# Groups of order 768

## Contents

See pages on algebraic structures of order 768| See pages on groups of a particular order

## Statistics at a glance

The number 768 has prime factorization $768 = 2^8 \cdot 3$. Since there are only two prime factors, and order has only two prime factors implies solvable, all groups of this order are solvable groups.

Quantity Value Explanation
Number of groups up to isomorphism 1090235
Number of abelian groups up to isomorphism 22 Equals (number of abelian groups of order $2^8$) times (number of abelian groups of order 3) = (number of unordered integer partitions of $8$) times (number of unordered integer partitions of 1) = $22 \times 1 = 22$
Number of nilpotent groups up to isomorphism 56092 Equals (number of groups of order 256) times (number of groups of order 3) = $56092 \times 1 = 56092$
Number of solvable groups up to isomorphism 1090235 All groups of this order are solvable, because order has only two prime factors implies solvable
Number of simple groups up to isomorphism 0

## GAP implementation

The order 768 is part of GAP's SmallGroup library.

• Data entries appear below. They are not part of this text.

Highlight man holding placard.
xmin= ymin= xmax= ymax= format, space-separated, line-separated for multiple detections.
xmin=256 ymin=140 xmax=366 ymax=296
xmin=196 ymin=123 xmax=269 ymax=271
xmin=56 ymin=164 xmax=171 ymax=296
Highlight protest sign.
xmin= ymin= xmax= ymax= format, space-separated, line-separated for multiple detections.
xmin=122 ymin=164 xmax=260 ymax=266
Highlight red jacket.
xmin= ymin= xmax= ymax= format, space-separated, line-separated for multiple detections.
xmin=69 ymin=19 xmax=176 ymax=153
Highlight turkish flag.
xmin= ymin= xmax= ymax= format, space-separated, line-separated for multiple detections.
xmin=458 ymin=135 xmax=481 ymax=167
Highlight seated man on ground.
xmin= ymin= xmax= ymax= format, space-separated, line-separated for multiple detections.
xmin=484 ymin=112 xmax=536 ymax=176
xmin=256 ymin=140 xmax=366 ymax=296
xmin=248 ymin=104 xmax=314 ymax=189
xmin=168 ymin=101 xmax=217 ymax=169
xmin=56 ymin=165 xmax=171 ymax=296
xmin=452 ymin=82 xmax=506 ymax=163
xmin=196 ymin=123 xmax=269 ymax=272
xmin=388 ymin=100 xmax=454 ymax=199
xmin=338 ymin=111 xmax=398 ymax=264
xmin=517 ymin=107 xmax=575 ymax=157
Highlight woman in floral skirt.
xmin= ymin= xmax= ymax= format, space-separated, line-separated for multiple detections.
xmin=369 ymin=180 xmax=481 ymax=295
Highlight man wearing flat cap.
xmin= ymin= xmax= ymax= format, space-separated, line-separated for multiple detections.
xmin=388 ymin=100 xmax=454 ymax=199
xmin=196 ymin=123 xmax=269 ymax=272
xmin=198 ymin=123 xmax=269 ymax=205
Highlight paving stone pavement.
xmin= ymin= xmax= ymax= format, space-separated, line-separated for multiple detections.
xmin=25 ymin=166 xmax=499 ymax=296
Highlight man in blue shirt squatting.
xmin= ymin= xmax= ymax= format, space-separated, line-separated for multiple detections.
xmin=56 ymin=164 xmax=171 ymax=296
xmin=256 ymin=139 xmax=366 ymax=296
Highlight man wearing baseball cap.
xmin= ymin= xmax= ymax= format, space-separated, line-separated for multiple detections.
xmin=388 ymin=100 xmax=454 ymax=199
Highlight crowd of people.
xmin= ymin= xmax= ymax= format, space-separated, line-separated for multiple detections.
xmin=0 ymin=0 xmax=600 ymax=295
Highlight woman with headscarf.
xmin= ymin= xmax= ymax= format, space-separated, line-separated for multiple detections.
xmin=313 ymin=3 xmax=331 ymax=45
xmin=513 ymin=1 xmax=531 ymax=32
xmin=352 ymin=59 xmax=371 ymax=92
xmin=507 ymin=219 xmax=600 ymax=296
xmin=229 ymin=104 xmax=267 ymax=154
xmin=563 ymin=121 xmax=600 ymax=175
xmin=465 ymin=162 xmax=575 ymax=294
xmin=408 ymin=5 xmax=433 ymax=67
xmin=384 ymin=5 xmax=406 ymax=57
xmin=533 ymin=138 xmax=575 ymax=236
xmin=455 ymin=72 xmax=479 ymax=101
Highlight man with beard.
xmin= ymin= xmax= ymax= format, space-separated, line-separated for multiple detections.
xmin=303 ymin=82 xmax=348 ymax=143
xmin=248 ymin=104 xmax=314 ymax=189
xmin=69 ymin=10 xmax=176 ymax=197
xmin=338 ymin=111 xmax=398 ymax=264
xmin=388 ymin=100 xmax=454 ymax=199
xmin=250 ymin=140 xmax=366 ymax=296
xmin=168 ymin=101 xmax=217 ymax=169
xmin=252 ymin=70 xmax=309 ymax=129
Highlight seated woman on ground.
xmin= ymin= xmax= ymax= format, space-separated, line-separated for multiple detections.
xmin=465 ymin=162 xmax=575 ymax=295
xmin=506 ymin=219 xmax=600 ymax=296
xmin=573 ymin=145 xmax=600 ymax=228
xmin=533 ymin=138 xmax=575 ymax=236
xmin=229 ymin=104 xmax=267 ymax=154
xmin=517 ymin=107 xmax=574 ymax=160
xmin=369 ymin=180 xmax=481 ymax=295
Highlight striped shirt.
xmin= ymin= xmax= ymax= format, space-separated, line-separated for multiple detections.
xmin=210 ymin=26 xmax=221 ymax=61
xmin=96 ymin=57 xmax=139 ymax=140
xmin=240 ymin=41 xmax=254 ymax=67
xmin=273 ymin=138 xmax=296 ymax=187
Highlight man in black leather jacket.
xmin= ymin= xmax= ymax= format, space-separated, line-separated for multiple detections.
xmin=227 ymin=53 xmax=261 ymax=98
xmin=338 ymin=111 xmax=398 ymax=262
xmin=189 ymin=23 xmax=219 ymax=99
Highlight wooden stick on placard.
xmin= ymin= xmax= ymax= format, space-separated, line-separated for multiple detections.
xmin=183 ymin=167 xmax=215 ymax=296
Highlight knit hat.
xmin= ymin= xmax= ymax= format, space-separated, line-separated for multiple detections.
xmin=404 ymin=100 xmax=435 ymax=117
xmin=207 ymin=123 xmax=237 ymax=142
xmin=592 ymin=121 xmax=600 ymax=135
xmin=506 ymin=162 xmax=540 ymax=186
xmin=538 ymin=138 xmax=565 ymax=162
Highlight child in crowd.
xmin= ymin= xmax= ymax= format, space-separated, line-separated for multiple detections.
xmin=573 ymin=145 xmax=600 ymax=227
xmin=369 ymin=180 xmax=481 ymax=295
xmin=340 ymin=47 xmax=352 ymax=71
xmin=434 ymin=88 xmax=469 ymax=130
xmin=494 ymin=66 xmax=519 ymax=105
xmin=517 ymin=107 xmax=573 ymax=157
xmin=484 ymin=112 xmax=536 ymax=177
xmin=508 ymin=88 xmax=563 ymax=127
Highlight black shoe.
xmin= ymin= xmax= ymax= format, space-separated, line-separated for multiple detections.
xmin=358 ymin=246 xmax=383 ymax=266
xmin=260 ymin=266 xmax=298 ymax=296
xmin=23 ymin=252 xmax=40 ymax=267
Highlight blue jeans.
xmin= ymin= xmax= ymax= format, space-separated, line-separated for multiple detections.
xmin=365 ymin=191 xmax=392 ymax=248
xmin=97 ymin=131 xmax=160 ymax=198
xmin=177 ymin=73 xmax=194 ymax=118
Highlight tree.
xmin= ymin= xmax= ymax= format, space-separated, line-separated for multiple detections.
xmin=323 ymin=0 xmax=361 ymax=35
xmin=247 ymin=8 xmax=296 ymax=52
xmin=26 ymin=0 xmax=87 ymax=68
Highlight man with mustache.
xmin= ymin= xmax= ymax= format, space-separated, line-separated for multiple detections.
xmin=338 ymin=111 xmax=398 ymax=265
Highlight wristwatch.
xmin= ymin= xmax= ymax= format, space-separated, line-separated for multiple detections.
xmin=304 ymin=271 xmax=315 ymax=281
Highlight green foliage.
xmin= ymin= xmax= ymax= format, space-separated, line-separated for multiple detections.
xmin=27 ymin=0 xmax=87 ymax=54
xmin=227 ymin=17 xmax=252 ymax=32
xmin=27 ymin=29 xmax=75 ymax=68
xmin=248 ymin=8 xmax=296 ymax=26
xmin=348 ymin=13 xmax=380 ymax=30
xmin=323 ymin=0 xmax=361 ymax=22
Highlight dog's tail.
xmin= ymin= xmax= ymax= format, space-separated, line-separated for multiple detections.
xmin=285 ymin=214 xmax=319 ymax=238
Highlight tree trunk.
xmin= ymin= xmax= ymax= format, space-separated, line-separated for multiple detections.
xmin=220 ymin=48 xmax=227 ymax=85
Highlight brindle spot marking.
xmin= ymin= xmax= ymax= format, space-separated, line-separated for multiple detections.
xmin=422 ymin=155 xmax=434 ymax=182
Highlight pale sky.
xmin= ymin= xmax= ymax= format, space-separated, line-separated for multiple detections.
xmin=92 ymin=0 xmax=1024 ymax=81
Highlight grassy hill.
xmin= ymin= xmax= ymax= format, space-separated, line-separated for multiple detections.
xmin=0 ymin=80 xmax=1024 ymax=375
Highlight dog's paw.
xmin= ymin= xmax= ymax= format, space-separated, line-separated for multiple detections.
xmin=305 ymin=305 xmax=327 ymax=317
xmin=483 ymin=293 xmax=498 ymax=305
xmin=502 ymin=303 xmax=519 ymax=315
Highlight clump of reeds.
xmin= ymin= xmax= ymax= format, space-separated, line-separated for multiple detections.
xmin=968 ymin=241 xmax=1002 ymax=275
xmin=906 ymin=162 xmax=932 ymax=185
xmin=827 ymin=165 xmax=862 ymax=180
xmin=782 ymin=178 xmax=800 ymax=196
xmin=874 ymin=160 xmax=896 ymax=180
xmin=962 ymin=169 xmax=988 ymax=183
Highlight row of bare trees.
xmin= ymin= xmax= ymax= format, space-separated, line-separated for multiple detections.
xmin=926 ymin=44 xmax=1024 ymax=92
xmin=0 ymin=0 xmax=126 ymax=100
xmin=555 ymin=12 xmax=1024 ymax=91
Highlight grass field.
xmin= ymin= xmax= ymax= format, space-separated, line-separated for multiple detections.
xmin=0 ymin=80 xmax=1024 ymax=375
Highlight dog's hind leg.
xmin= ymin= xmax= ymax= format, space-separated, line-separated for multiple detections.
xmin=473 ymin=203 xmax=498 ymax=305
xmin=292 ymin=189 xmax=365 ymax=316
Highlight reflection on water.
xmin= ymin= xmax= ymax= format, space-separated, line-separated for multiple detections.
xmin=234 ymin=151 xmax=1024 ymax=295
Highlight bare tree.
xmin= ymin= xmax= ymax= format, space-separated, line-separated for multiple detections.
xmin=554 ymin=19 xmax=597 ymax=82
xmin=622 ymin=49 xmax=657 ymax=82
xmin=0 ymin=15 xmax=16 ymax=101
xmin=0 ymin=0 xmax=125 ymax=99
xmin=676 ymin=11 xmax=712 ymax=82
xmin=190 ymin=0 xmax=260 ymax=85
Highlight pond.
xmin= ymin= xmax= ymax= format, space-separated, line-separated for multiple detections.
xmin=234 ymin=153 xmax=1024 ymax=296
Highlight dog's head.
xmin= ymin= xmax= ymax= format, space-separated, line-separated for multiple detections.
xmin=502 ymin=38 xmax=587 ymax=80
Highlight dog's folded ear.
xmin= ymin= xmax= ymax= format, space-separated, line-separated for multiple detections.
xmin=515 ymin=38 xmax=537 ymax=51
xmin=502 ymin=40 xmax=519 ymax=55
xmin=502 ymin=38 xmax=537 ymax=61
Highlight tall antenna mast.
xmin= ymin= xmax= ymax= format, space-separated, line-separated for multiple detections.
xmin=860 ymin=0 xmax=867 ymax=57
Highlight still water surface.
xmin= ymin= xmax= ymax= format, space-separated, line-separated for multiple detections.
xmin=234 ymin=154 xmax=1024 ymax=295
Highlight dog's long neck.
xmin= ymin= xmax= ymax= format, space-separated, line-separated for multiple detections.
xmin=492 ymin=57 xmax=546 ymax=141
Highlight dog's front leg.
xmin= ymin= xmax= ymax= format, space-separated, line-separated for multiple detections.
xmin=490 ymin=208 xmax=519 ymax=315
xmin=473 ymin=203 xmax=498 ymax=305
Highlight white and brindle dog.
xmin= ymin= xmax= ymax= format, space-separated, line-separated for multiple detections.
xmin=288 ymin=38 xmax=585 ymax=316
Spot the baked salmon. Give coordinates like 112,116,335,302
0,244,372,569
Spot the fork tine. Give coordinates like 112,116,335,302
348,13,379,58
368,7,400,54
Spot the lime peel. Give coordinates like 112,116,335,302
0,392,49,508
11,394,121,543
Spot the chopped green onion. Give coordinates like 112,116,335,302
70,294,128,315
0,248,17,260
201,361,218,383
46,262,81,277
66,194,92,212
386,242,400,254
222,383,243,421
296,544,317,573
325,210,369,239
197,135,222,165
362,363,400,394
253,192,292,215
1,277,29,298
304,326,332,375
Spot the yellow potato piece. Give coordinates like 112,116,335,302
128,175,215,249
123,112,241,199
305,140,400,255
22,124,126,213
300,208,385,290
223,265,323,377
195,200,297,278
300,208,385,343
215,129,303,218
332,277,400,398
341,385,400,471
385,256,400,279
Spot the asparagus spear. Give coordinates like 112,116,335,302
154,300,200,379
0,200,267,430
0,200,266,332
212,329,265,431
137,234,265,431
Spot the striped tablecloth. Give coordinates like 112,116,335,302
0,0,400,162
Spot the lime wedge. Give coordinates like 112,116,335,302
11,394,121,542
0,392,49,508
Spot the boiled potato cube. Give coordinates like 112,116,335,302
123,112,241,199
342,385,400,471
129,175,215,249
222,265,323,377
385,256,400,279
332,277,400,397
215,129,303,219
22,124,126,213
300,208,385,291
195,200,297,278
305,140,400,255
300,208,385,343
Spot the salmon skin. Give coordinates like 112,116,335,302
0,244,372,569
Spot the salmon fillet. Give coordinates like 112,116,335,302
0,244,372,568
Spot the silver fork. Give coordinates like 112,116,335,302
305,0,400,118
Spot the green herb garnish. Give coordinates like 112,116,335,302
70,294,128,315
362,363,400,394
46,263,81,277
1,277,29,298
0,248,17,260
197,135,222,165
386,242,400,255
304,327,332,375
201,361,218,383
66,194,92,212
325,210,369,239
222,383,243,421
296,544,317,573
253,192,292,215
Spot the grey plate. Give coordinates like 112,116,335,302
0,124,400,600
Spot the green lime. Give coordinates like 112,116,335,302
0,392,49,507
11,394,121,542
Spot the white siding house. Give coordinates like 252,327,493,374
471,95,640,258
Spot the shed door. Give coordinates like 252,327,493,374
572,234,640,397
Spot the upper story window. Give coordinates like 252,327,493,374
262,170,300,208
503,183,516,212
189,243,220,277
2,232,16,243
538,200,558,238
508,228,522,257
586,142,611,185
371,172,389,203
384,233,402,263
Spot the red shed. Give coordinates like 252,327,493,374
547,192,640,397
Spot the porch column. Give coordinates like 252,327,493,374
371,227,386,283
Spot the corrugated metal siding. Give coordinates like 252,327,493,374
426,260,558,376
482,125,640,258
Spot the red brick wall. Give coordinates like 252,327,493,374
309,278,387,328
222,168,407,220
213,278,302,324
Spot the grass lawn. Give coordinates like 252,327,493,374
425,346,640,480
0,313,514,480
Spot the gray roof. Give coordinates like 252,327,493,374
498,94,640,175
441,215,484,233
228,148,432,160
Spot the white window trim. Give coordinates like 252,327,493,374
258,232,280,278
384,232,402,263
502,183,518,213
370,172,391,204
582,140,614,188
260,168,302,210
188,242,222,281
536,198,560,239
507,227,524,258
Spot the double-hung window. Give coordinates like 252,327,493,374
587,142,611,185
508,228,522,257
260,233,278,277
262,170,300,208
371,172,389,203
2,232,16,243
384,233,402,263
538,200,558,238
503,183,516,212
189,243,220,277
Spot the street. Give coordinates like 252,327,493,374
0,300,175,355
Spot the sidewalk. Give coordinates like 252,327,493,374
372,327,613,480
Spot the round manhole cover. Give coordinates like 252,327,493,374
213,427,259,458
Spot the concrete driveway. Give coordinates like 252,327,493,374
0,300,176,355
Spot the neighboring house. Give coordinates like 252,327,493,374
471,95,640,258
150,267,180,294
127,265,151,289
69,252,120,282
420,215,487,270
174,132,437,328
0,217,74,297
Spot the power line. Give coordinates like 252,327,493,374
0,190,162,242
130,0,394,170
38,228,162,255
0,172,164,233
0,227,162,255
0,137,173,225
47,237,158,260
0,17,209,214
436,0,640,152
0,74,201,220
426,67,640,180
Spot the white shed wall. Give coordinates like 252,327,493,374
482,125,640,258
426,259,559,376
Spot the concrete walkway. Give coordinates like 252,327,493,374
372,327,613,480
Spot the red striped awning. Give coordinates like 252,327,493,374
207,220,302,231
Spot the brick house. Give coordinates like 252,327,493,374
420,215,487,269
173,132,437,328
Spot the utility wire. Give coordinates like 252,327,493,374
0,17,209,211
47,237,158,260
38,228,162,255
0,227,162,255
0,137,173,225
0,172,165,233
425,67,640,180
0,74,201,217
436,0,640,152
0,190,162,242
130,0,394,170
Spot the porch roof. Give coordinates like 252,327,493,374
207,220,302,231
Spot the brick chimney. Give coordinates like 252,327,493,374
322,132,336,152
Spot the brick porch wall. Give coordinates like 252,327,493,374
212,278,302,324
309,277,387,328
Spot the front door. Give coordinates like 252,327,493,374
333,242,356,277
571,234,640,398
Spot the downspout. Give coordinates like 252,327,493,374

Hence, all groups of order 768 can be constructed using the SmallGroup function and have group IDs. Also, IdGroup is available, so the group ID of any group of this order can be queried.

However, note that with the memory allocations of most computers on which GAP is run, GAP will not allow storing all the groups or their IDs in a list, since the list is too long to store and process as a list.

Here is GAP's summary information about how it stores groups of this order:

gap> SmallGroupsInformation(768);

There are 1090235 groups of order 768.
They are sorted by normal Sylow subgroups.
1 - 56092 are the nilpotent groups.
56093 - 1083472 have a normal Sylow 3-subgroup
with centralizer of index 2.
1083473 - 1085323 have a normal Sylow 2-subgroup.
1085324 - 1090235 have no normal Sylow subgroup.

This size belongs to layer 3 of the SmallGroups library.
IdSmallGroup is available for this size.